Cinderela, Cinderela, rainha da rua! Rainha Cadela!
Pobre puta Cinderela. Condenada a vagar pelo vilarejo, agora velha e enrugada vestida apenas por andrajos sujos, e mal-tratada. Louca, não ligava à mínima para isso. O que irritava Cinderela era aqueles meninos na sua cola! Eram muitos garotos a lhe seguir pelas ruelas, a não lhe deixar em paz. Sempre zombavam, cuspiam, jogavam alguma coisa... era humilhante para a puta velha este tratamento que julgava não merecer. Agora era ‘a louca’ – Pois sim, louca, então, - pensava ela – louca é? Mas quando jovem me achavam ‘bem normal’, aliás, mais normal que as ‘mulheres certinhas’, quando vinham comprar meus favores e realizar fantasias que só julgam possível com putas. Aí eu prestava!
Pobre Cinderela.
O apelido ‘Cinderela’ era justamente oriundo da formosura da prostituta, em seus anos vicejantes. Que ironia! Agora era só uma velha louca esquecida por tudo e por todos, menos pelo Tempo, este carrasco inexorável, e pelos garotos maldosos, claro. Nos seus tempos, tinha cabelos louros e finos que esvoaçavam feito trigo no campo, e suas formas generosas atraiam a simpatia e prontidão de todos, desde o figurão até o pobretão, que muitas vezes ela atendia por pura compaixão. Gente que chegava ao cabaré se esgueirando pelas ruas, afinal, tinham reputações a zelar. Eram ‘homens de bem’. Tudo isso ela compreendia. Facilitava as coisas, ajudava, e até oferecia o ombro para que marmanjos desmamados chorassem suas desventuras burguesas e desinteressantes. Tinha uma santa paciência, a puta Cinderela.

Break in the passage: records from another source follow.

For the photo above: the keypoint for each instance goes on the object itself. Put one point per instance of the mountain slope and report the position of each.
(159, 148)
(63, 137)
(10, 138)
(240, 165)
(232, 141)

Cinderela, Cinderela, rainha da rua! Rainha cadela!
Agora isso... recebia como prêmio, como uma espécie de aposentadoria desabonadora, aquele coro em seus ouvidos. Condenada a vagar pelas ruazinhas de pedra com aqueles garotos horríveis às suas costas feito o rabo de um crocodilo. Como se já não bastasse ter de viver com ajutórios e esmolas. Revirava lixo atrás de restos de comida e às vezes parava e pensava que já fora linda, desejada, e então aquecia um pouco seu coração ferido com essas migalhas de lembranças... seus pensamentos sempre embalados pelo fundo musical do deboche...
Cinderela, Cinderela, rainha da rua! Rainha cadela!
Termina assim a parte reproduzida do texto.